(...)
Öyle rahîmsin ki, ateşli "âh!" ları pişmanlık diye duyar, yüzü yerde mahcupları yeni baştan seversin
Öylesine merhamet edersin ki, kulağımı sözüne muhatap edersin, aklıma Söz'ünle tenezzül edersin.
Tesadüf kör, sebepler aciz, doğa bilinçsizdir;
göğü yıldızlarla yaldızlayamayan, tek bir çiçeği bile güzel eyleyemez.

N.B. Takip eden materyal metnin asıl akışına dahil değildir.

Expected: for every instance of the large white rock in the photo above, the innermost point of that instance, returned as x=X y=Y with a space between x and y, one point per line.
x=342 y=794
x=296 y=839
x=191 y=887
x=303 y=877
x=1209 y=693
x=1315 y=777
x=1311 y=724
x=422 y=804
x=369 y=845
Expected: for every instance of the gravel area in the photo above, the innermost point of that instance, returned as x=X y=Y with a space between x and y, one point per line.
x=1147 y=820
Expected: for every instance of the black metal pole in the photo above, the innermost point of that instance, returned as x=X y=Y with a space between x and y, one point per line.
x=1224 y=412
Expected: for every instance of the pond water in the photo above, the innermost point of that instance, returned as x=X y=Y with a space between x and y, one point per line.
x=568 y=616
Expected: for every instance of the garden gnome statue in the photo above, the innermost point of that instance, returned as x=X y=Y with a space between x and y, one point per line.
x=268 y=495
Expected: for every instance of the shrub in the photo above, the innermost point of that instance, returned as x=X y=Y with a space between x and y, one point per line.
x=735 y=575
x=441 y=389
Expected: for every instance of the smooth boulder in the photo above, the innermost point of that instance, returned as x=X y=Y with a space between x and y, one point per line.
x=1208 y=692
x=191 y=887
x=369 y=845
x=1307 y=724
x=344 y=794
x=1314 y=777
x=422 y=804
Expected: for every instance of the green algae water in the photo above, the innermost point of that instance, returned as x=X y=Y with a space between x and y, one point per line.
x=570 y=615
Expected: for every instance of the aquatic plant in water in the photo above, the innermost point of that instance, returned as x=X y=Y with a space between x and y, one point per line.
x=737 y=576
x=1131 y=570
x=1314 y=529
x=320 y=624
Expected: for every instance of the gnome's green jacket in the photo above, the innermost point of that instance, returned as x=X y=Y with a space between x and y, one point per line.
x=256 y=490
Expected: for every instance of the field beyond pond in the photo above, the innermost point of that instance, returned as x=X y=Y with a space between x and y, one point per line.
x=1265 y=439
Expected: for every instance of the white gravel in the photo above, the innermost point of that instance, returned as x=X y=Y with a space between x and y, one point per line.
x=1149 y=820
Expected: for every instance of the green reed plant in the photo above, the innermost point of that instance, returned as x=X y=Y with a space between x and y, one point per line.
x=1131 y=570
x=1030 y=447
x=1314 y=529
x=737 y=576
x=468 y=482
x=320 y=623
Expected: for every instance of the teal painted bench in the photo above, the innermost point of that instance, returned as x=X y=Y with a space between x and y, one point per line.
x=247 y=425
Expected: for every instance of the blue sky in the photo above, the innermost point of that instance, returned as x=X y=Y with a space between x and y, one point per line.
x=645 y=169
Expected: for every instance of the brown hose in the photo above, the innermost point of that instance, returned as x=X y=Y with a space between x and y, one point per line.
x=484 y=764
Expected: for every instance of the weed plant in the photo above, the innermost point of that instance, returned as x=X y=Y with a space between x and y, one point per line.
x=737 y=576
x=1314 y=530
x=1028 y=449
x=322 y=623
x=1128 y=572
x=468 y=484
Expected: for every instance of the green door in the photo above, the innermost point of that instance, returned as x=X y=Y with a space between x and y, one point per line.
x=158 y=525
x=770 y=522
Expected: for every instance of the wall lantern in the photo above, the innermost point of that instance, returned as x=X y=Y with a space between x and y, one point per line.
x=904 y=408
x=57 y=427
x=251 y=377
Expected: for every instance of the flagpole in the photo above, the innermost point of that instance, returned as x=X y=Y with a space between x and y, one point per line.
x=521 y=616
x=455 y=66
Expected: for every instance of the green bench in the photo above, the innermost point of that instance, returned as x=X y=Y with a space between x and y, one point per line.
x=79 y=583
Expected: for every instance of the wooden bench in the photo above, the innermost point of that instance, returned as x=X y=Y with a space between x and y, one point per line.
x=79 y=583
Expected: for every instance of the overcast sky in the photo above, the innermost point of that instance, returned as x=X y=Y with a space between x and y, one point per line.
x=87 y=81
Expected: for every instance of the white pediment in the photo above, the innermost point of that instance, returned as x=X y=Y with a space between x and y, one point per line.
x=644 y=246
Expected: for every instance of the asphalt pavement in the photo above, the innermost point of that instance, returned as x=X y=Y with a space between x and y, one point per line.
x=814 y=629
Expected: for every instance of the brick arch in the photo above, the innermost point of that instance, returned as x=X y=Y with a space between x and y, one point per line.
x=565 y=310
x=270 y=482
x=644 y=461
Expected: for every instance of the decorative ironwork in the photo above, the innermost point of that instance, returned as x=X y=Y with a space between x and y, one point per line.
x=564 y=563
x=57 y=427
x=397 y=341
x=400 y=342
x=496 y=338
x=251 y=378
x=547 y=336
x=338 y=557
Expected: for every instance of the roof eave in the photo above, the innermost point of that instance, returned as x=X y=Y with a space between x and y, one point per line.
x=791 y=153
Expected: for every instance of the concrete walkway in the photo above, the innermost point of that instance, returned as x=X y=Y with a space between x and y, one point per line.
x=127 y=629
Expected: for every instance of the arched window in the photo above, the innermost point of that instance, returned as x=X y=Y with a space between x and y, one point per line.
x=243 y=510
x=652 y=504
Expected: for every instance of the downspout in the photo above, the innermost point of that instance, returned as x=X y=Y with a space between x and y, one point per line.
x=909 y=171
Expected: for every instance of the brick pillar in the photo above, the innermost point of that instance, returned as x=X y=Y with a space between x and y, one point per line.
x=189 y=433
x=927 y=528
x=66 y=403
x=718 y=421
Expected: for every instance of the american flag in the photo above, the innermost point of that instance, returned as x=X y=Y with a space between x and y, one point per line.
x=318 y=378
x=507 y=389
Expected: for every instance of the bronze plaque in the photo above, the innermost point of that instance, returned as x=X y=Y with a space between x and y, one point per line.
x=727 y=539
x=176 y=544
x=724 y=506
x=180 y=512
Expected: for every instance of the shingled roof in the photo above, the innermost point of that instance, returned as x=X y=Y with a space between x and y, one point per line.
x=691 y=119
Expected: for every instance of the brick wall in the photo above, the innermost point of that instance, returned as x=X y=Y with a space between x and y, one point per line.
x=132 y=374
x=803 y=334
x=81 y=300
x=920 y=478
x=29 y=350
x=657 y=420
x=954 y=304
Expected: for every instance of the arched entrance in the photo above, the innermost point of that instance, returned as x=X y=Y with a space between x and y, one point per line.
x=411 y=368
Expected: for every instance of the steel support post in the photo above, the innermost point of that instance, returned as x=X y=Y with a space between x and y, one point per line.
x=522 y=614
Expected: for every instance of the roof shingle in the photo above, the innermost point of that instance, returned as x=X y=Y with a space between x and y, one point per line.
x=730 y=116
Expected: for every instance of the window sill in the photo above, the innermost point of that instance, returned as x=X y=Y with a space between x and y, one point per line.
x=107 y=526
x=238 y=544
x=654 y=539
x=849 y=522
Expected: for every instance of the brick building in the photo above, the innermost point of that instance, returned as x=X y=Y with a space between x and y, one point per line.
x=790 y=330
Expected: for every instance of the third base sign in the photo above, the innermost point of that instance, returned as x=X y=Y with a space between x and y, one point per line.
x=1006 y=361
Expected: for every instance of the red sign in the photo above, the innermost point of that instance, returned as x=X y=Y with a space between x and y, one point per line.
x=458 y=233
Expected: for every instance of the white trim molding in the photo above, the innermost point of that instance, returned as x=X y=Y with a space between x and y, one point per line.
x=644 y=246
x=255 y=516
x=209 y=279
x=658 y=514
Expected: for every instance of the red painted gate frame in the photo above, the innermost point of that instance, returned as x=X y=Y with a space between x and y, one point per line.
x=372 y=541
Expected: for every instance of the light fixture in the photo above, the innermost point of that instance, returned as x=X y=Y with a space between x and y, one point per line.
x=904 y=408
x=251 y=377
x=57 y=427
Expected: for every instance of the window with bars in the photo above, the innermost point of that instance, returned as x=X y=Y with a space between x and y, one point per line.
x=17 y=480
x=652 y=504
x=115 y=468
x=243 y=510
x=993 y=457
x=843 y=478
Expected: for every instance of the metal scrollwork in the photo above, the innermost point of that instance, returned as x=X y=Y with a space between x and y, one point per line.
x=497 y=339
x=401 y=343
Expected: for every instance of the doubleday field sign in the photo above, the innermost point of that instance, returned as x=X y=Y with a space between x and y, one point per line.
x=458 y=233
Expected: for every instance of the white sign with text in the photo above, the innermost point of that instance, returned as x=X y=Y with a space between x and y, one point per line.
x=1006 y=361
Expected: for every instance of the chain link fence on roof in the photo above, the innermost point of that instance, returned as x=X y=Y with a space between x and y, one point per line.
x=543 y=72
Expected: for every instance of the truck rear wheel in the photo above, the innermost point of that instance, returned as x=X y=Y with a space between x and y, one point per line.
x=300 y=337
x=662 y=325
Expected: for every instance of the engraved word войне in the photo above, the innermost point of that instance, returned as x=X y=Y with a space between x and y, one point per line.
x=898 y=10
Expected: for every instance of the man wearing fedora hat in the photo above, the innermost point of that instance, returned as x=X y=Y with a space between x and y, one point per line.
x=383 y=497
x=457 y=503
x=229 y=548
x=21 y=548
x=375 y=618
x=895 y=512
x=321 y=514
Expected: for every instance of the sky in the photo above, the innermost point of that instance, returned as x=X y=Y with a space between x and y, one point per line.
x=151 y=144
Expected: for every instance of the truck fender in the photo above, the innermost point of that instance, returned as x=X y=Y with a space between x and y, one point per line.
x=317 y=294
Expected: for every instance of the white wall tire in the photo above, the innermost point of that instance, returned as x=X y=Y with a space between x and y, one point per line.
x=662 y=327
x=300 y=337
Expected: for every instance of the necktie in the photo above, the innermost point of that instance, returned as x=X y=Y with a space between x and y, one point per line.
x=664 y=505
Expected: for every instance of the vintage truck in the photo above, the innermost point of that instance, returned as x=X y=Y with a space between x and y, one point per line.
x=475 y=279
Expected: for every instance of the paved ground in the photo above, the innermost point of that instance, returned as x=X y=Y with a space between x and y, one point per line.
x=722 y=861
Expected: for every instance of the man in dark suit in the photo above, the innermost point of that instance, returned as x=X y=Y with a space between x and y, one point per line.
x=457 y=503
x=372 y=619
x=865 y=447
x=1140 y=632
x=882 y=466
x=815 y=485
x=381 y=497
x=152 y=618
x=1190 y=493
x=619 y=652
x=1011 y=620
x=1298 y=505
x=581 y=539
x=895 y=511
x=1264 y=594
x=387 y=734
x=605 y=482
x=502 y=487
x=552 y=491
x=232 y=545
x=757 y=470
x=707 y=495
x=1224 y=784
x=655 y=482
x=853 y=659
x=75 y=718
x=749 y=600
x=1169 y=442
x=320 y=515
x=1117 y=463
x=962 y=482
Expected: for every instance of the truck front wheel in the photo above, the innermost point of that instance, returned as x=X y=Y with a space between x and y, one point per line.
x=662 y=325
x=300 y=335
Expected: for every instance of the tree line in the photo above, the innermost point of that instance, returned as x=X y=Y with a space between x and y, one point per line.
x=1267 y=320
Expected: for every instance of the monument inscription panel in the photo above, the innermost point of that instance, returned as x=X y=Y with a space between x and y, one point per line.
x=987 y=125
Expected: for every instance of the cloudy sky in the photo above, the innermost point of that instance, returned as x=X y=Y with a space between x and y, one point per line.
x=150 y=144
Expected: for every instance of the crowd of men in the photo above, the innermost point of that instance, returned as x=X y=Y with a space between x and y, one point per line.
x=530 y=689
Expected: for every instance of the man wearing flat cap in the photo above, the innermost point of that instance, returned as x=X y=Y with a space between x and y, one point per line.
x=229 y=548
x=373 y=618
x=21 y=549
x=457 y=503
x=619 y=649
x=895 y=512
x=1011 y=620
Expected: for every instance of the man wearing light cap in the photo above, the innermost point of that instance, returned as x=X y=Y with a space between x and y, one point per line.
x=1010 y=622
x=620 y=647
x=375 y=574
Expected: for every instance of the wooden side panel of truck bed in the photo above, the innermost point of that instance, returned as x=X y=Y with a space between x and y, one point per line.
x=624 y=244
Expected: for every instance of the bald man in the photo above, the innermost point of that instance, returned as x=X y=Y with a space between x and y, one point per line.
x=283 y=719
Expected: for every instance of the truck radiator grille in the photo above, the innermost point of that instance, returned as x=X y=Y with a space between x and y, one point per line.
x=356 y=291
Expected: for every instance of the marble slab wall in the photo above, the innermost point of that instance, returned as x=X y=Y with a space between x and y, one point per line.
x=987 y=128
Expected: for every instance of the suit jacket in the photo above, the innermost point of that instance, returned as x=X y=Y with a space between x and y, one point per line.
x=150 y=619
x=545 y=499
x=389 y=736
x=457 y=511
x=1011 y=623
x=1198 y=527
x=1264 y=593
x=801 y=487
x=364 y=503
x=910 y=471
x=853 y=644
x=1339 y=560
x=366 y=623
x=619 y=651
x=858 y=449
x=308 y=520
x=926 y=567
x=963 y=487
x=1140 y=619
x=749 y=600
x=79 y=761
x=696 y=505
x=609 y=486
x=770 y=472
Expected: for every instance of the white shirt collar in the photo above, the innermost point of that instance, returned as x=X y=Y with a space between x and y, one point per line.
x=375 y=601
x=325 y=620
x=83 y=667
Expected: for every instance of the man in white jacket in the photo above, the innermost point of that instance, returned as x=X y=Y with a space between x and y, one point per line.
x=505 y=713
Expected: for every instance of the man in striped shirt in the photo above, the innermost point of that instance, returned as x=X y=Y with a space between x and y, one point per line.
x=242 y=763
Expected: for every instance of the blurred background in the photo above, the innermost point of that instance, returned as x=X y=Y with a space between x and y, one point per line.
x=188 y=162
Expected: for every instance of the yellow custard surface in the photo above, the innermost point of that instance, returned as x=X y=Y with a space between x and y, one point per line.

Her bir şeyi her şey ile ahenkle ilişkilendiren Sensin.
"
İnsanın içi kırılır mı?
İçten kırılmak ince bir sestir.
Onu ancak Allah duyar.
—İbrahim Tenekeci
"
Yâre açık yâre; yâre açmaya yâre ne hâcet.
Derman eyle derdimi, ince ince merhem kıl.
Feryadım duyulur âşıkâre; dile dökmeye ne hâcet.
Gizlidir sızılarım, hece hece dua kıl.
Güllerim döndü hâre; hâre küsmeye ne hâcet.
Kalbim kanıyor, damla damla deva kıl.
Dil avâre dudak bıçâre; pârelenmeye ne hâcet
Sendedir her hâcet, pare pare çare kıl.